I'd advise people to make small changes that are sustainable, rather than big ones that are more difficult to maintain
THE FOOD MEDIC
"For me eating well is an everyday thing so I don't put too much pressure on myself. I am a bit more mindful of the food that I am eating, though, and thinking about eating more plant-based meals, because of the environmental impact of eating meat. I'm not cutting out meat completely, and it's important to have a good source of meat, although I think that a lot of the scaremongering about meat is more relevant to the US where there are big factory farms. Meat should be antibiotic free. Most Irish beef and lamb is grass-fed anyway, so I tell people not to stress about it, although if you are eating less meat there's an argument for spending a little more, if you can afford it, for better quality.
"I don't see January as a time to counteract Christmas - like everyone else, I ate more because I was at home - but I do see it as a chance to change my vegetables around and eat a bit fresher.
"This year, I'm trying to make more things from scratch myself. I do really enjoy experimenting in the kitchen with things such as sourdough bread, jams and fermented foods. I'm making kombucha and I think I've got the hang of it.
"I'd advise people to make small changes that are sustainable, rather than big dramatic ones that are more difficult to maintain."
Orla says: Hazel makes a good point about the environmental impact of our food. It is something that we need to be mindful of. We're lucky to live within the EU with such tight regulations on food and to live in Ireland with high quality produce being produced by Irish farmers.
I'm a big advocate of eating breakfast, for its mental health benefits
INDEPENDENT IRISH HEALTH FOODS; AUTHOR
"I eat pretty well day to day - I know what to buy and where to buy it. Generally, we all need to think more about ingredients rather than supplements, because we are what we eat. So even though it takes a bit more time to prepare, I'm about cooking from scratch. For that to work, it has to be stress-free, which means having a plan.
For breakfast, we usually have porridge with seeds, nuts, hemp oil and flax seed. I'm a big advocate of eating breakfast, for its physical and mental health benefits. Even if you don't feel like eating breakfast early, bring it into work with you and have it at 11am.
"For dinner, it'll often be a stew that'll stay in the fridge and last for a few days. This winter I'll be making lots of chunky vegetable sauces and cooking with herbs and spices.
"When I'm on the road for work, I'll try to have my dinner in the middle of the day, as there isn't always much choice in rural Ireland in the evening. I think it's better for digestion, too.
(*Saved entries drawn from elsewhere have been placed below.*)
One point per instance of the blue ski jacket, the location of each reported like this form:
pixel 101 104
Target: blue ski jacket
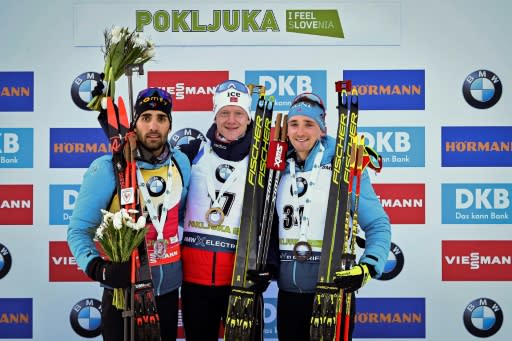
pixel 301 277
pixel 96 192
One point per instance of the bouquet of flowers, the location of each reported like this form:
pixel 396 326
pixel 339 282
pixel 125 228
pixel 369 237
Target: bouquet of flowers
pixel 118 236
pixel 122 47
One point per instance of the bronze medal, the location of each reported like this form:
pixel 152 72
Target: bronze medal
pixel 214 216
pixel 159 248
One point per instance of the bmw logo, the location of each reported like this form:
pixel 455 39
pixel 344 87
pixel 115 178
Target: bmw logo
pixel 5 261
pixel 302 186
pixel 223 172
pixel 85 318
pixel 82 87
pixel 483 317
pixel 185 136
pixel 156 186
pixel 482 89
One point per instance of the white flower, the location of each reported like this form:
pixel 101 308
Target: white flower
pixel 107 216
pixel 118 221
pixel 141 222
pixel 149 53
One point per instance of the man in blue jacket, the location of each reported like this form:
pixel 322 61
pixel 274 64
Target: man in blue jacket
pixel 163 177
pixel 303 192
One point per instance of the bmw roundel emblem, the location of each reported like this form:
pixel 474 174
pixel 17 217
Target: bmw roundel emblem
pixel 85 318
pixel 482 89
pixel 82 87
pixel 483 317
pixel 223 172
pixel 185 136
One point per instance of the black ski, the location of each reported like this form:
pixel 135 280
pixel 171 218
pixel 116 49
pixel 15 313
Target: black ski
pixel 245 310
pixel 327 298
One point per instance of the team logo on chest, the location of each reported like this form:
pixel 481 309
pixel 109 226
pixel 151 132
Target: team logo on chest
pixel 302 186
pixel 156 186
pixel 223 172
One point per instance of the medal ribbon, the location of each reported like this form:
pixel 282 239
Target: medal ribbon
pixel 225 186
pixel 304 222
pixel 153 214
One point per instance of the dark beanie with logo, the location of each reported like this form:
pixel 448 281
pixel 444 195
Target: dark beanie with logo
pixel 152 99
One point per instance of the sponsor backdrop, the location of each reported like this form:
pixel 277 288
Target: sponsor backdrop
pixel 433 79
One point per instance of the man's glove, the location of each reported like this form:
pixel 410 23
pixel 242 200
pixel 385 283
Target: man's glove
pixel 98 89
pixel 260 279
pixel 353 279
pixel 115 275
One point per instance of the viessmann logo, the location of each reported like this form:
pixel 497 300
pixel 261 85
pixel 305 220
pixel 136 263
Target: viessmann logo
pixel 488 146
pixel 16 91
pixel 16 318
pixel 191 90
pixel 404 203
pixel 390 318
pixel 62 264
pixel 478 260
pixel 324 22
Then if the only healthy thing I can find in the local convenience store for dinner is nuts and water, it's not too bad.
"This year, I'm going to make an effort to eat more greens. I tend to use lots of root vegetables in my stews - I think lots of people do; I'm not seeing many greens. I make a green smoothie with kale, celery, parsley, cucumber, baby spinach, non-dairy milk (you could use regular milk) and linseed, so I'll try and have one at least every second day."
Orla says: Music to my ears! Breakfast is incredibly important for the health of your body and mind. Eating this fantastic breakfast, rich in healthy fats and fibre is a recipe to better health. The evidence behind anti-inflammatory diets is growing. Herbs and spices are a must!